MALAYSIA'S KEY DEVELOPMENT ERAS
- Rise of megacities – cities with population over 10 million – due to continuing trend of urbanisation.
- Global rise of religion, with Islam growing the fastest. Islamic values more pervasive in banking, tourism, culture, fashion and political discourse.
- Changing gender roles with increasing participation of women in the workforce and in leadership positions.
- Increased focused on health and wellness leading to improved longevity.
- People work mostly from pods as they are connected virtually, robots carry our all the physical work.
- Commercial space travel is a reality.
- All buildings, transport vehicles, and cities are smart and interconnected.
- People implant nanotechnology chips in their body which clean arteries, fight cancer cells, help with memory and fight inflammation.
- Life expectancy approaches 150 for some, owing to biotech advancements.
- Rise in demand for food and water as the population continues to grow.
- Rise in renewable and sustainable energy sources due to increasing concerns on volatile prices and potential scarcity of fossil fuels.
- Further threats to the natural environment and biodiversity with growing human consumption.
- Advancement in biotechnology and farming techniques significantly increasing the world’s food production capacity.
- Majority of power generation driven by renewables such as solar, wind and biofuels.
- Eco-friendly and sustainable building practices compulsory for all private and public organizations.
- Digital economy rising in importance, demanding new technical skills and ‘higher level’ capabilities from the present workforce such as problem solving and communications.
- Growth of the sharing economy such as peer-to-peer (P2P) accommodation, ridesharing, P2P lending, skills sharing.
- Increasing shift towards self-employment and the tasking or ‘gig’ economy. Implications on financial security and skills development.
- Industries and organisations turn to robotics and AI for physical tasks. AI also performs multiple types of research and analytics, greatly changing the job and skills landscape.
- Sharing economy becomes commonplace, causing even more disruptions across industries and redefining business regulation.
- ‘Plug & play’ learning become mainstream, supporting a mostly self-employed workforce. Traditional education models disrupted.
- Exponential explosion in internet bandwidth, processing power and digital storage capacity.
- Rise of broadband and mobile connectivity, Internet of Things (IoT), robotics and Artificial Intelligence (AI). Labs and companies produce machines or software with increasing human-like capabilities.
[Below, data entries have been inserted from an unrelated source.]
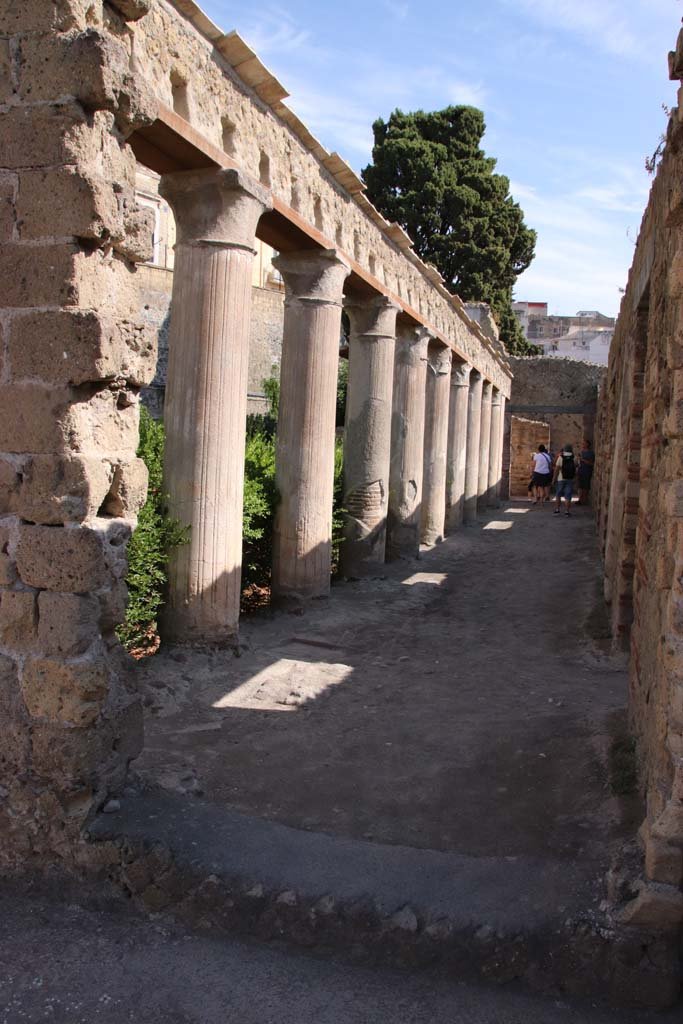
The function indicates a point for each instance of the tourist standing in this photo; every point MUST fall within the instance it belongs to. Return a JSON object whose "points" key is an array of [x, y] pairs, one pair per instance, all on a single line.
{"points": [[585, 473], [542, 468], [563, 476]]}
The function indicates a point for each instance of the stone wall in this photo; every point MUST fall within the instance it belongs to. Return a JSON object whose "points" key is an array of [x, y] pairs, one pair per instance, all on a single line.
{"points": [[640, 519], [86, 88], [74, 354], [561, 392], [525, 435], [189, 66]]}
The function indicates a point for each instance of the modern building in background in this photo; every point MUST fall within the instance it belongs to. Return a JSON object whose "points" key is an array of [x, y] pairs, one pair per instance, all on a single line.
{"points": [[155, 281], [586, 336]]}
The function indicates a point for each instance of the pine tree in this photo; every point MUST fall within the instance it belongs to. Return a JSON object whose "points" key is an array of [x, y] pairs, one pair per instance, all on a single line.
{"points": [[430, 174]]}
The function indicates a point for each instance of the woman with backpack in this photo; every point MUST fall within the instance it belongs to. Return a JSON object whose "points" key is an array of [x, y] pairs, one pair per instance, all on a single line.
{"points": [[565, 470], [542, 472]]}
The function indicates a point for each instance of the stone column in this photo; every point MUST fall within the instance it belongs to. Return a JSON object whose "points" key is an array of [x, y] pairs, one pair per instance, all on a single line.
{"points": [[436, 442], [368, 433], [457, 457], [305, 449], [496, 450], [484, 445], [473, 435], [216, 213], [408, 425]]}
- Emergence of developments like ‘smart cities’ where sensors, information and technology are integrated to meet the needs of the population.
- Virtual and augmented reality increasingly used in our interactions. Consumption of services via digital platforms such as education, healthcare and virtual tourism become pervasive.
- All buildings, transport vehicles and city assets are ‘smart’ and interconnected to the ‘smart grid’. Potential privacy issues e.g. crime surveillance, predictive policing.
- Death of the office. People no longer commute, working mostly from pods at home.
- More and more traditional government services being outsourced.
- Greater focus of government on safety and cyber security issues.
- Shift in global economic power away from advanced economies towards Asia and fast-growing emerging economies.
- Growth of regional trading blocs.
- Traditional government services predominantly privatised.
- Governments focus on cross-border functions such as cyber mitigation.
- China and India the top global powerhouses.